Joe Overstreet, Cross Currents, 1993

 

Not only does McEvilley, as argued by English, participate in the division between racial content and modernist form, in ways that emphasize the blackness as an “alien” presence within modernism, but the incorporation of the geometry vs. color field dichotomy doubles down on this reading. Yet rather than divided between form and content, how the works look and what they are called, McEvilley’s analysis maintains a division within the elements of abstraction. It is only then that the ‘small areas of geometry’ turn to ‘represent’ the ‘door’ of the title of the series ‘through which enslaved Africans were loaded onto ships’. To somehow make geometry European is to part of McEvilley’s commitment to what he calls elsewhere the Pythagorean-Platonic tradition (Sculpture in the Age of Doubt, p. 17). (Although to be fair to McEvilley, what happens if we follow the ‘stolen legacy’ thesis and at least one of these geometry-obsessed Greek philosophers actually gained their wisdom from visits to Egypt?).

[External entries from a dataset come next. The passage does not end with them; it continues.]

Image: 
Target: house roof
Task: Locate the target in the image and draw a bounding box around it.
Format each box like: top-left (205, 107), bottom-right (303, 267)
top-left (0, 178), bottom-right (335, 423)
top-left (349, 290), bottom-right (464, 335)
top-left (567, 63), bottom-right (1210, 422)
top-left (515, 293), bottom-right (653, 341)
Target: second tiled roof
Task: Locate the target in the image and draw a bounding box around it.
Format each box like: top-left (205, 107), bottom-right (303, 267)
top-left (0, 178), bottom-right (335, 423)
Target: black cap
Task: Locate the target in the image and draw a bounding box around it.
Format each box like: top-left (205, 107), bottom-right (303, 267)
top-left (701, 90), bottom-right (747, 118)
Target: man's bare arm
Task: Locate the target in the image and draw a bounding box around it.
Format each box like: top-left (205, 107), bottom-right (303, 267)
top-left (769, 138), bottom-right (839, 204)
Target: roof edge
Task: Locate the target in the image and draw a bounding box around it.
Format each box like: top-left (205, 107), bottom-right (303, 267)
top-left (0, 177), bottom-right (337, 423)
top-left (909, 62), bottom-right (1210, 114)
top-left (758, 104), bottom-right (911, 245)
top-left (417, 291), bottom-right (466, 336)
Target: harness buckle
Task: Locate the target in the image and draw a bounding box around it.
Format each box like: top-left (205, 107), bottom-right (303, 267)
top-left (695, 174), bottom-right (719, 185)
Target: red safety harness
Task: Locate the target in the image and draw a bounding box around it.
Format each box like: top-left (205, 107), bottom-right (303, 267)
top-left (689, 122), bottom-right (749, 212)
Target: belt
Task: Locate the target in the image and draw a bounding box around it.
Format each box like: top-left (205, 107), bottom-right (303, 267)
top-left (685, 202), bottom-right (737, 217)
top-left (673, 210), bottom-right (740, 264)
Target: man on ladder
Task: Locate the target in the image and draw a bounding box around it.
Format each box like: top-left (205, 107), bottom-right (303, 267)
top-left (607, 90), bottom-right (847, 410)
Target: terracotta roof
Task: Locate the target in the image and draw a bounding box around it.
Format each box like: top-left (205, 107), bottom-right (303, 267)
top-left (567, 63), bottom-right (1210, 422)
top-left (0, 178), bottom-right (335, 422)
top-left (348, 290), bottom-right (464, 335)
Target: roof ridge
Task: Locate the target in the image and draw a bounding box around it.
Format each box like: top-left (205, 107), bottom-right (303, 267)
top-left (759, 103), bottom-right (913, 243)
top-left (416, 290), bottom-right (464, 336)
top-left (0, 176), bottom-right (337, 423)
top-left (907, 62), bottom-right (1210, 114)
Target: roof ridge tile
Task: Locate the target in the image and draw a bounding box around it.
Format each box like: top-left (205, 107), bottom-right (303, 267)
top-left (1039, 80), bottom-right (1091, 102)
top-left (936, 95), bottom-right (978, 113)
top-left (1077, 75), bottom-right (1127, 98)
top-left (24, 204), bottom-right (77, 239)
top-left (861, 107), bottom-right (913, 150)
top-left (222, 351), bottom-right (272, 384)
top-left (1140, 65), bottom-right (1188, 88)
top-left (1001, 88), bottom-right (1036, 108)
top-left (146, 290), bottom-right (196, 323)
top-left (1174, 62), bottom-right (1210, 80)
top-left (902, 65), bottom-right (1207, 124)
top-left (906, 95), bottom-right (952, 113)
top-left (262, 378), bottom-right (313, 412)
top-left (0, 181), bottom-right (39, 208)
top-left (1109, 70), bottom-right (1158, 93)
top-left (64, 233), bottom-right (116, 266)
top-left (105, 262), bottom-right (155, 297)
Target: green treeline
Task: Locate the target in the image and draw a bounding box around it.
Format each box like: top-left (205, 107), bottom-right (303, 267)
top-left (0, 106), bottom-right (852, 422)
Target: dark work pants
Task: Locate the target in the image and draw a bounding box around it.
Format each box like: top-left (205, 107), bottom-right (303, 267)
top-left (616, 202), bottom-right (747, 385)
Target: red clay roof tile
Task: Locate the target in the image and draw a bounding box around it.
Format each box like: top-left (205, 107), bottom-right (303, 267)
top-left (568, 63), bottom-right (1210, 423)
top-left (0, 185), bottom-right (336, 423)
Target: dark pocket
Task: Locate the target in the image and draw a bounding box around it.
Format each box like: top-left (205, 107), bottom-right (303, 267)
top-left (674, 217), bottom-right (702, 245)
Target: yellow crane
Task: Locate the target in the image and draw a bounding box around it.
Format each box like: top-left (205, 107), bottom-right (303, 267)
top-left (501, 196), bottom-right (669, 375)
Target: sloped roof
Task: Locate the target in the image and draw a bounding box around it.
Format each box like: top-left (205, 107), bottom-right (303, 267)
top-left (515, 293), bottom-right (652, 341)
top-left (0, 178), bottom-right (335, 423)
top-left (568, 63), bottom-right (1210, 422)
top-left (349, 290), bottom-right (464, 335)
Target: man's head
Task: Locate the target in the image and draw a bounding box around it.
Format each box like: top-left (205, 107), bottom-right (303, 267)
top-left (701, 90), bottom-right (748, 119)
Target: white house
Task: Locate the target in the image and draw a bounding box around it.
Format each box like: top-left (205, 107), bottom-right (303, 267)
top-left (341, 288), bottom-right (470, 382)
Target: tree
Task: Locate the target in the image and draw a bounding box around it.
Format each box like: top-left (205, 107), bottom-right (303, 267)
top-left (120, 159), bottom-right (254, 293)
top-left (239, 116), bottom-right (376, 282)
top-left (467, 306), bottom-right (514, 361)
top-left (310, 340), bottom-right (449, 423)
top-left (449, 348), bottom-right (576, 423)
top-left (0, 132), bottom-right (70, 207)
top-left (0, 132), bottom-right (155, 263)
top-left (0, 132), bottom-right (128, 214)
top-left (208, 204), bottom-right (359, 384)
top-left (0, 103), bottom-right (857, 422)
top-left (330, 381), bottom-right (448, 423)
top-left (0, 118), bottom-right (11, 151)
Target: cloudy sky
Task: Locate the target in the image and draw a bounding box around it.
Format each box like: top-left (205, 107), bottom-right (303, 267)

But the saga does not end there. Thanks to the video documentary Joe Overstreet, The Illustrious: Portrait of an Artist, by Jahn F. M. Overstreet, we can see Overstreet working on one of the “Facing the Door of No Return” series: Exchange.

Joe Overstreet, Exchange, 1993

 

This video clearly shows Overstreet incorporating a Fibonacci-based grid into the base structure of the painting. In an article that ends with a discussion of these works, Graham Lock offers his own biographizing account of how this geometric structure appeared in Overstreet’s work:

Overstreet has always been fascinated by the geometry of form, the internal dynamics of a painting, and in the early 1970s his father-in-law Wilmer Jennings, himself a noted artist, introduced him to the Fibonacci sequence of numbers, which, along with its whirling squares and logarithmic spirals, Overstreet has used as a geometrical underlay in nearly all of his subsequent work (and which, incidentally, he continues to mark out on the canvas using rope or twine as a measuring tool).

The Fibonacci-based geometrical underlay for Exchange. From the video documentary Joe Overstreet, The Illustrious: Portrait of an Artist, by Jahn F. M. Overstreet (Oakland, CA: Video Museum, 1995).

 

While Graham is still susceptible to the racialized readings that McEvilley imposes on Overstreet’s work, the discovery of geometrical forms buried within the works and not merely an element of the work, somehow competing with the color field, clearly disturbs any simplistic dichotomy between ‘African’ or ‘European’ components to their abstraction. It also reveals more clearly the stakes in Darby English’s project and how stereotypes of a European geometric formalism hark back to antiquity in ways that infiltrate Modernism at a profoundly basic level.